On 05/06/2014 07:39 AM, Stefan Hajnoczi wrote:
On Tue, Apr 01, 2014 at 02:34:58PM -0600, Chris Friesen wrote:
When running qemu with something like this
-device virtio-serial \
-chardev socket,path=/tmp/foo,server,nowait,id=foo \
-device virtserialport,chardev=foo,name=host.port.0
the VM starts up as expected and creates a socket at /tmp/foo as expected.
However, when I shut down the VM the socket at /tmp/foo is left
behind in the filesystem.

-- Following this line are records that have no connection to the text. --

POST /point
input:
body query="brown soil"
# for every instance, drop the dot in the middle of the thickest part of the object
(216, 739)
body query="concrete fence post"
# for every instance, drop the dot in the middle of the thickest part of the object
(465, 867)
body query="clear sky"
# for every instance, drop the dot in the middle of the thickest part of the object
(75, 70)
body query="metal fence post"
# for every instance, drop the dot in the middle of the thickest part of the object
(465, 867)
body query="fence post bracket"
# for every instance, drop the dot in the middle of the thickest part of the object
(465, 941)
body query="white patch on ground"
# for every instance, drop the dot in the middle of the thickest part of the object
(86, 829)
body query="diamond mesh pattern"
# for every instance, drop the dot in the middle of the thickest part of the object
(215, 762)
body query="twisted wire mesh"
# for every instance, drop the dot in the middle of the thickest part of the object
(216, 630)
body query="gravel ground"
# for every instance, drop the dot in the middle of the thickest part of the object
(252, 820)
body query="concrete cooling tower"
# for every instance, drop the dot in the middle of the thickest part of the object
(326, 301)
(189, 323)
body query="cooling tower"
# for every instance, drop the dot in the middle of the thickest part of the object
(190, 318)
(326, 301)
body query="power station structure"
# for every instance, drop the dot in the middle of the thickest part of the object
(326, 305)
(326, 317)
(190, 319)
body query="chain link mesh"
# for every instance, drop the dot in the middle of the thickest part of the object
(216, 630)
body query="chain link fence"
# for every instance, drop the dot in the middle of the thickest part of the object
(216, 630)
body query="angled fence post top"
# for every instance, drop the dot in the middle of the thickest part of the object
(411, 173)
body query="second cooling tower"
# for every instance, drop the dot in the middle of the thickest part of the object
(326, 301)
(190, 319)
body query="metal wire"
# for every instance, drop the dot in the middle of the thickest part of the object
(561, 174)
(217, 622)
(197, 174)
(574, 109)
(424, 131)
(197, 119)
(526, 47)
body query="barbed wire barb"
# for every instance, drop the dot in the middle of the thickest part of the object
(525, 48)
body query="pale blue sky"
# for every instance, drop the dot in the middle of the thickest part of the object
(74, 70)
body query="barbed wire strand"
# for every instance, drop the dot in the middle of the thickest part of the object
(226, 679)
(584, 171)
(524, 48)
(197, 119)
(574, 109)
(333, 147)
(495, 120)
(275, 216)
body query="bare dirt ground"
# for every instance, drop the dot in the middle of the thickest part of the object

Basically qemu has "leaked" a file.
With something like OpenStack where we could be creating/destroying
many VMs this could end up creating a significant number of files in
the specified directory.
Has any thought been given to either automatically cleaning up the
unix socket in the filesystem when qemu exits, or else supporting
the abstract namespace for unix sockets to allow for automatic
cleanup?
Libvirt has a special case for the monitor socket in its
qemuProcessStop() function.
Are you using the OpenStack libvirt driver?
Perhaps QEMU should support cleanup but first I think we should check
the situation with libvirt.
Yes, I am in fact using OpenStack/libvirt, and did eventually track down
libvirt as the code that was cleaning up the monitor socket.
Even so, I think this sort of change would be valid in qemu itself. qemu
created the files, so really it should be up to qemu to delete them when
it's done with them.
They're not usable for anything with qemu not running, so there's no
good reason to leave them laying around.